A primeira etapa do protótipo foi desenvolver um método para extrair essa parte do fruto e queimá-lo para se transformar em carvão vegetal. “Primeiro, quebramos o coquinho de macaúba com um martelo para tirar o endocarpo. Depois de muito esforço, descobrimos que, no próprio chão dos pastos, a polpa desse fruto se degradava rápido e sobrava só o endocarpo”, relembra o docente.
Experiência com erros e acertos
O recém-produzido carvão vegetal de macaúba foi triturado em um pilão caseiro para ficar mais fácil de caber no filtro. A ideia, em seguida, era colocar esse material dentro do cano de PVC acoplado às caixas d’água das casas da região, para servir como filtro e para remoção de agrotóxicos.

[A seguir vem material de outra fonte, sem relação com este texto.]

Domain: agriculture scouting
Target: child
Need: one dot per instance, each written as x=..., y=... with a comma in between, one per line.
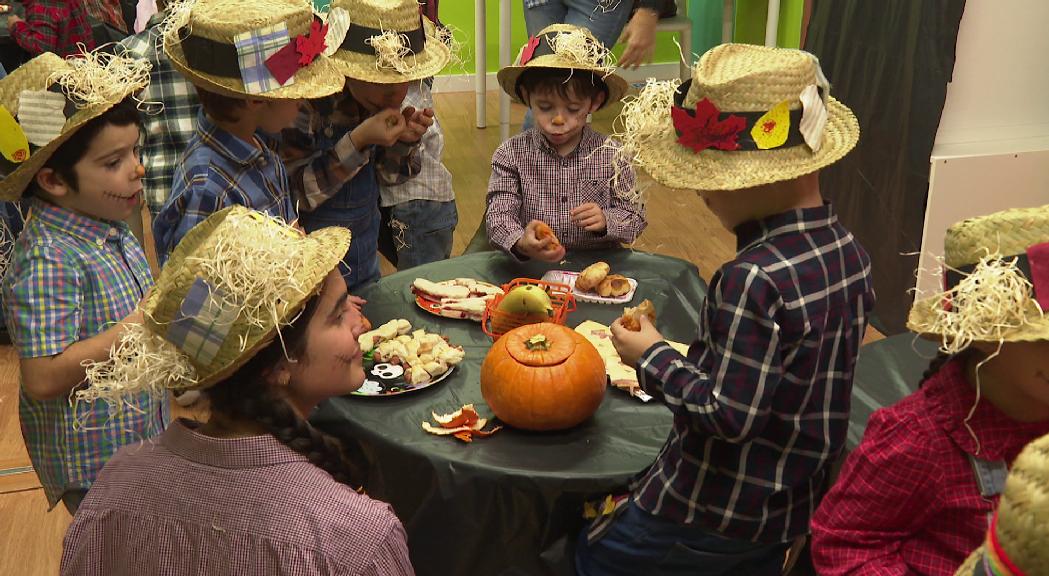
x=915, y=496
x=560, y=172
x=257, y=489
x=761, y=402
x=342, y=147
x=232, y=158
x=51, y=26
x=77, y=273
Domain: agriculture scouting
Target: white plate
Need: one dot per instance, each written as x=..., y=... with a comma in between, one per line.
x=569, y=278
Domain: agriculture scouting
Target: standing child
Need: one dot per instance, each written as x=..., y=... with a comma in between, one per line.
x=916, y=495
x=77, y=272
x=761, y=402
x=233, y=52
x=561, y=172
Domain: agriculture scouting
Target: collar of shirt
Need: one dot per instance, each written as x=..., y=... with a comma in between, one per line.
x=799, y=219
x=183, y=440
x=951, y=397
x=90, y=230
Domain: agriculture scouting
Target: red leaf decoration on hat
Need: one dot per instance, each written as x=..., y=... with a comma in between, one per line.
x=704, y=130
x=312, y=45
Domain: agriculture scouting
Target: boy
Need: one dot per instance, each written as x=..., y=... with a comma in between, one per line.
x=231, y=158
x=561, y=171
x=761, y=402
x=343, y=147
x=77, y=274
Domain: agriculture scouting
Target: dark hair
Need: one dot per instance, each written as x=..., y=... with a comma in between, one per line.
x=124, y=113
x=244, y=396
x=220, y=107
x=565, y=83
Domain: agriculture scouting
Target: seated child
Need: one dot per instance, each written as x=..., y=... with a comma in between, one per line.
x=561, y=172
x=232, y=157
x=915, y=496
x=761, y=401
x=77, y=273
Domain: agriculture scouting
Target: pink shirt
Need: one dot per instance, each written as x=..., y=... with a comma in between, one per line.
x=191, y=504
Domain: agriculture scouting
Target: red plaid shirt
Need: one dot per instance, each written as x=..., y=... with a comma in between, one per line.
x=52, y=26
x=907, y=500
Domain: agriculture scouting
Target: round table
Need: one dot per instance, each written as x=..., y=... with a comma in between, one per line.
x=510, y=504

Agora, como fazer com que o próprio carvão não vá parar na água, depois de inserido na tubulação? As estudantes pensaram em usar pedaços de tule, um tecido leve em forma de rede, para funcionar como um crivo: impedindo o carvão, mas permitindo a passagem da água. Contudo, nos primeiros testes as camadas de tule se mostraram muito frágeis e romperam facilmente com a força da água. Em seguida, testaram telas de náilon, que são utilizadas em criadouros de peixe, o que também não funcionou. A equipe, então, descobriu uma forma diferente de usar o tule: encontraram um modelo mais resistente e deram três dobras no tecido para conseguir prender o carvão dentro do filtro. Finalmente, deu certo!
O público-alvo do nosso projeto é quem mora na zona rural, que muitas vezes não é o dono da plantação e sim o trabalhador. Por isso, a solução do filtro precisava ser de baixo custo, reforça o professor.

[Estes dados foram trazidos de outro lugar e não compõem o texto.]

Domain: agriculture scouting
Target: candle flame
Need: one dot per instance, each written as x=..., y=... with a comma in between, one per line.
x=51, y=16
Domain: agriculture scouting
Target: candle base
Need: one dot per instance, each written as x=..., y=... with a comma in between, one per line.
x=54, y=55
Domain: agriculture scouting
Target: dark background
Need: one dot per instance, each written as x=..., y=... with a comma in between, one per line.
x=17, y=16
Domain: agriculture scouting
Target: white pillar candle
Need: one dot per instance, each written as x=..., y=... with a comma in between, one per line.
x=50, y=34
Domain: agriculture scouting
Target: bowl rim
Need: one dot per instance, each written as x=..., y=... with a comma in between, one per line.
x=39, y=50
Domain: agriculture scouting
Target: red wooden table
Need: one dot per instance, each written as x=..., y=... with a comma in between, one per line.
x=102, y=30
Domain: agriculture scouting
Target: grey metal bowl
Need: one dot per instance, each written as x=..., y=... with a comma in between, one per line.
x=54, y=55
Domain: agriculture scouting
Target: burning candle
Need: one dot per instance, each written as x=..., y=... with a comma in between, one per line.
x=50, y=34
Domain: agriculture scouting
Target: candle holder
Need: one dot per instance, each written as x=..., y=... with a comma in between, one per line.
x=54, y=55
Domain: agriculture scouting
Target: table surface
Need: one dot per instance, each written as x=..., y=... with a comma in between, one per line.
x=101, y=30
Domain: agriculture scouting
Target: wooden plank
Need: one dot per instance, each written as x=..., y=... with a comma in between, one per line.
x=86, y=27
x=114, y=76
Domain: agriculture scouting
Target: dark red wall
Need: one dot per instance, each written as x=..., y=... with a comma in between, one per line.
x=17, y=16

Testando a remoção de agrotóxicos
Os materiais custaram em torno de R$ 25, sem contar a mão de obra para colher e quebrar a macaúba. Mas o trabalho não acabou aí. “Depois de construir o protótipo, a gente precisava testar se era eficiente em reter o glifosato. Compramos a substância, mas a escola não tem recursos para o teste laboratorial. Só havia um laboratório para esse serviço na cidade, custava entre 400 e 500 reais e o resultado demorou a ficar pronto”, relembra.
O próprio professor arcou com o valor do teste e seguiu em frente. No entanto, essas análises foram inconclusivas, pois as máquinas são calibradas para a concentração que é permitida em legislação, de 500 microgramas por litro. “Isso é menos que um grânulo de areia em um litro de água, e a nossa amostra tinha uma colher de glifosato por litro. Foi aí que precisamos de ajuda externa para chegar em uma concentração que fosse possível testar nos laboratórios”, completa.
O professor Henrique Pereira, que na época tinha acabado de começar um curso de mestrado, pediu ajuda de um professor de nível superior em Química para calcular os parâmetros dos produtos. Assim, as estudantes conseguiram produzir amostras com a concentração mais adequada de glifosato e de nitrato para enviar a outro laboratório fora da cidade.
Os resultados deste novo teste variaram de acordo com as amostras. Os números mais próximos da realidade mostraram redução de 18% do nitrato e 6% do glifosato após a filtragem com carvão vegetal de macaúba.
Ciência que transforma vidas
O educador relata que trabalhar com projetos científicos para estudantes do ensino médio é mais desafiador, mas vale a pena. No caso do “Macafiltro”, o contato com a metodologia científica aumentou o rendimento escolar e o interesse da equipe pelos estudos. Atualmente, as três meninas que desenvolveram o projeto estão cursando faculdades na área que sonharam. Uma delas pegou gosto pela ciência e ingressou no curso de Engenharia Química, determinada a mudar o rumo da história de sua própria família por meio do conhecimento. “Essa estudante veio de uma realidade familiar muito difícil. Com o Solve for Tomorrow, pela primeira vez na vida, viu que a dedicação na escola poderia proporcionar coisas novas”, relata o professor.